So flink es ging kletterten diese lustig anzuschauenden Gestalten nun die Leitern hinab. Der Professor blieb schließlich vor Karlina stehen und machte eine tiefe Verbeugung. Neben ihm stand sein Assistent und grinste die junge Vampirin etwas dümmlich an.„Pierre, na los", fuhr in der Professor unwirsch an und stieß ihm seinen Ellenbogen in die Seite, „verneigen Sie sich, ungezogener Bengel!"
„Auuh!", fluchte der junge Assistent, sah den Professor etwas entrüstet an und verbeugte sich schnell.
„Lassen Sie nur", erwiderte Karlina, „ich habe Ihnen schon oft gesagt, dass Sie sich nicht vor mir verbeugen sollen. Wir sind doch Freunde!"
Der Professor richtete sich auf. „Selbstverständlich, gnädigste Karlina. Können wir irgendetwas für Sie tun?"
„Nun, der Graf schickt nach Ihnen. Heute Nacht hat sich ein Mensch, ein junges Mädchen, in unserem Schloss verlaufen. Wir hatten es schon fast gefangen, da habe ich ... nun, sie ist durch den Kamin entkommen. Wir sollen sie zusammen mit meinem Onkel im Keller finden und ... Sie wissen schon ..."
Die beiden Halbvampire warfen sich einen schnellen Blick zu. „Professor, ein Mensch, ein Kind zwar, aber ein Mensch, wir ...", begann Pierre.
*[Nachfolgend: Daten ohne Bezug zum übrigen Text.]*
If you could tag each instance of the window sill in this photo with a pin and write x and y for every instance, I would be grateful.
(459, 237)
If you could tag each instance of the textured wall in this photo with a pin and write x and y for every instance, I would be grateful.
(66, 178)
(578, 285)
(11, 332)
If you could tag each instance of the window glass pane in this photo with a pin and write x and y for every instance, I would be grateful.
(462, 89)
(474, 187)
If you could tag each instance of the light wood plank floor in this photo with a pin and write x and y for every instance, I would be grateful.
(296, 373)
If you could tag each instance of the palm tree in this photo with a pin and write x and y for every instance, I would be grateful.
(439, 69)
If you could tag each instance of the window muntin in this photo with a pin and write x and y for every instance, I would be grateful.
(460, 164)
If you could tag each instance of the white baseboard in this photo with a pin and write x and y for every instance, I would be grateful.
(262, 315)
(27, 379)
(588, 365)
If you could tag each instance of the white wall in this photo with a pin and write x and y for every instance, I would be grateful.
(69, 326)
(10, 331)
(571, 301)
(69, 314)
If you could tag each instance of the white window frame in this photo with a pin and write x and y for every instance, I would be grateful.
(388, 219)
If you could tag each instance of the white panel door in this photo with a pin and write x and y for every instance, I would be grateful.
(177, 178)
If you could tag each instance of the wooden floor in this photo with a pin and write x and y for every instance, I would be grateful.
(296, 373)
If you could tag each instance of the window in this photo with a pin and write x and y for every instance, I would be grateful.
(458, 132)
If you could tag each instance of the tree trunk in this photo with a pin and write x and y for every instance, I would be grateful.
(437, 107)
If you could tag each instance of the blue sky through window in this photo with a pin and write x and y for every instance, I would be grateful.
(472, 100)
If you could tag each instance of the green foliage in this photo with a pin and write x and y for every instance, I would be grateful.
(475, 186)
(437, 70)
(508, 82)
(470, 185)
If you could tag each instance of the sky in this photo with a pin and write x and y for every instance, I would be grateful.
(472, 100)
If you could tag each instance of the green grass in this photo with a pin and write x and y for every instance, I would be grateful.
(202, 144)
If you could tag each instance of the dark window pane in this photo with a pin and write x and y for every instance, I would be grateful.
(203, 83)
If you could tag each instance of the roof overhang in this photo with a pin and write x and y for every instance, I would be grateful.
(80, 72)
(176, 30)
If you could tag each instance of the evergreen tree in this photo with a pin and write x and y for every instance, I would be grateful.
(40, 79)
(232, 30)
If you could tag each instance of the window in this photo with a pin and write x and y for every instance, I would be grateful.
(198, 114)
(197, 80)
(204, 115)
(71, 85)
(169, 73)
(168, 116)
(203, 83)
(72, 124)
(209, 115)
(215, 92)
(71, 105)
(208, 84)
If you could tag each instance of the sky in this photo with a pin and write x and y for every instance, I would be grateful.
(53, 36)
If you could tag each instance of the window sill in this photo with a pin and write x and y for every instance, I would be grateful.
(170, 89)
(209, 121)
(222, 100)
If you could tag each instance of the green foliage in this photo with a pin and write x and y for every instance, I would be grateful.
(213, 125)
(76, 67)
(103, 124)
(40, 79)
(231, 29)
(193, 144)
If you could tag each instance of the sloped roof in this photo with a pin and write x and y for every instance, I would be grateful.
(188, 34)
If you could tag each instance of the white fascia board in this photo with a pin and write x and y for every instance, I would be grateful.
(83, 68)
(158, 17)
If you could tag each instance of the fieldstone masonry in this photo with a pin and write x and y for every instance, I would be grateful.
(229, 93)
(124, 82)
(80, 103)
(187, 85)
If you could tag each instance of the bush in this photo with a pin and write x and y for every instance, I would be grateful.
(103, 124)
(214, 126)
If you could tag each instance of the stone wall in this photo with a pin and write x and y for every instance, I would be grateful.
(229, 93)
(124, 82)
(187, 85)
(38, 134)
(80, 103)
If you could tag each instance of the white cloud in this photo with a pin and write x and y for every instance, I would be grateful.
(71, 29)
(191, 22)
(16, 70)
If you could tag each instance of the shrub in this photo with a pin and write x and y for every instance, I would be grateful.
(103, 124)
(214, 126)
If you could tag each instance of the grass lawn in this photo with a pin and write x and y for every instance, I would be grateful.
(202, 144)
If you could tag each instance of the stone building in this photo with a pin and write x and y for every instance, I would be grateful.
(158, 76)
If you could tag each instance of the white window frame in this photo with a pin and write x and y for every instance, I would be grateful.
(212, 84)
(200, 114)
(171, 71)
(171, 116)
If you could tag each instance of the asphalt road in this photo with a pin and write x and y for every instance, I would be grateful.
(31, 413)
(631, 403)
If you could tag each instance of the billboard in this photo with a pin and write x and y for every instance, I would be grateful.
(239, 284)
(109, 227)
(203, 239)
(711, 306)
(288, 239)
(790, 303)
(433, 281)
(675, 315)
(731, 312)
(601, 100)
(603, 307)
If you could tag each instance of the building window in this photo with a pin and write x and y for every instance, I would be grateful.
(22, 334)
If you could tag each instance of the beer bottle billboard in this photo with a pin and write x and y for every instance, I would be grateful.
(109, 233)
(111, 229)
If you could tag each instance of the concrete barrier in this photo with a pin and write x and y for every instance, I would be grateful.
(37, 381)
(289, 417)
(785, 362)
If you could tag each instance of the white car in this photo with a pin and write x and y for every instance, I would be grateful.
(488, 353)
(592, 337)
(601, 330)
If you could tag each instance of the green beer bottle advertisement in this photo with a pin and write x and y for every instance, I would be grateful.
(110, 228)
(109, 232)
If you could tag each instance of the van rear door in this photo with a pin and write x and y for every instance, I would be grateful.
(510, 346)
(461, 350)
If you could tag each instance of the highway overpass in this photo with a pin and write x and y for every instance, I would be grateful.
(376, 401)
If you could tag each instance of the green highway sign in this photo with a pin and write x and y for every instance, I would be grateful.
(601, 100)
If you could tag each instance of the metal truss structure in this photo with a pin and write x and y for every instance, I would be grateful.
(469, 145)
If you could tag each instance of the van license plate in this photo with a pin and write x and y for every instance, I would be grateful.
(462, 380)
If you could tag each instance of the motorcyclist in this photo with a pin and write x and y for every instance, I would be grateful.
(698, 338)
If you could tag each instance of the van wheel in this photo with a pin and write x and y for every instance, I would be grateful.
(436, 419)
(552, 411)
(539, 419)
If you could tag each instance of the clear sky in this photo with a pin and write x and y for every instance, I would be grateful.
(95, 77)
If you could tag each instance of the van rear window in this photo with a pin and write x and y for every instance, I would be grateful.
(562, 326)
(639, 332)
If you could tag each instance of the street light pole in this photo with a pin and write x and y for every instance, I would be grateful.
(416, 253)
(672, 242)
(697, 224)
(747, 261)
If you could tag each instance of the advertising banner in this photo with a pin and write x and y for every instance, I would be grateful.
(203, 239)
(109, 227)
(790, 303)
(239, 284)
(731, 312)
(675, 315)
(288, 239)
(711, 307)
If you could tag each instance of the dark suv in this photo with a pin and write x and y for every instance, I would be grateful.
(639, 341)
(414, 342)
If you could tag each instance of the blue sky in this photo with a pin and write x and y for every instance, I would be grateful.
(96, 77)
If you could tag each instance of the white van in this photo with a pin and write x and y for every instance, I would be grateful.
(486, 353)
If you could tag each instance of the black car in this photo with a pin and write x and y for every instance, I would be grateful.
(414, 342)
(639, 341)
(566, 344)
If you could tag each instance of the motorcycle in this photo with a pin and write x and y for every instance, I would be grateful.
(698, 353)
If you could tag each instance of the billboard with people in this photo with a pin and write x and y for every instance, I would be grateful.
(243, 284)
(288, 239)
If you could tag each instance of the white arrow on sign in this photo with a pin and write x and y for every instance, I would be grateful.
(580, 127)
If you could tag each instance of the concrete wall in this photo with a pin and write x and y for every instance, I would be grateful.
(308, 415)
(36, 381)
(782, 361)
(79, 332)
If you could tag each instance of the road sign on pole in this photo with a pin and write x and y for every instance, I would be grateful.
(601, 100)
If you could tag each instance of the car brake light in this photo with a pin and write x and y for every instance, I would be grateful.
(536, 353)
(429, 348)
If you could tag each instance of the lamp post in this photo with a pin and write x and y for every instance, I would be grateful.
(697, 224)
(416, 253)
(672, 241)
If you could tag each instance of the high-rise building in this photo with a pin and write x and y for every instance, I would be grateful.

„Pierre, dies ist wirklich nicht der richtige Augenblick!" Der Professor räusperte sich. „Nun denn, wenn das Fräulein Karlina unsere Hilfe braucht, dann werden wir ihr selbstverständlich helfen!"
„Aber Herr Professor, ich wollte ... auuuh!", schrie der Assistent erneut, als der Professor ihm einen schmerzhaften Tritt gegen das Schienenbein gab.
Auf dem Weg zur Küche ging Karlina den beiden ein kleines Stück voraus. „Herr Professor, ein echtes Mädchen!", flüsterte Pierre dem Professor zu. „Aus Fleisch und Blut. Vielleicht können wir ja mit ihrer Hilfe ..."
„Abwarten, mein Lieber! Wir können nur hoffen, dass sich irgendwann eine Gelegenheit ergibt. Bis dahin müssen wir uns gedulden, verstanden?"
Pierre nickte und so setzten sie ihren Weg fort, um das Mädchen zu finden, das sich in diesem Moment in einer äußerst schwierigen Lage befand.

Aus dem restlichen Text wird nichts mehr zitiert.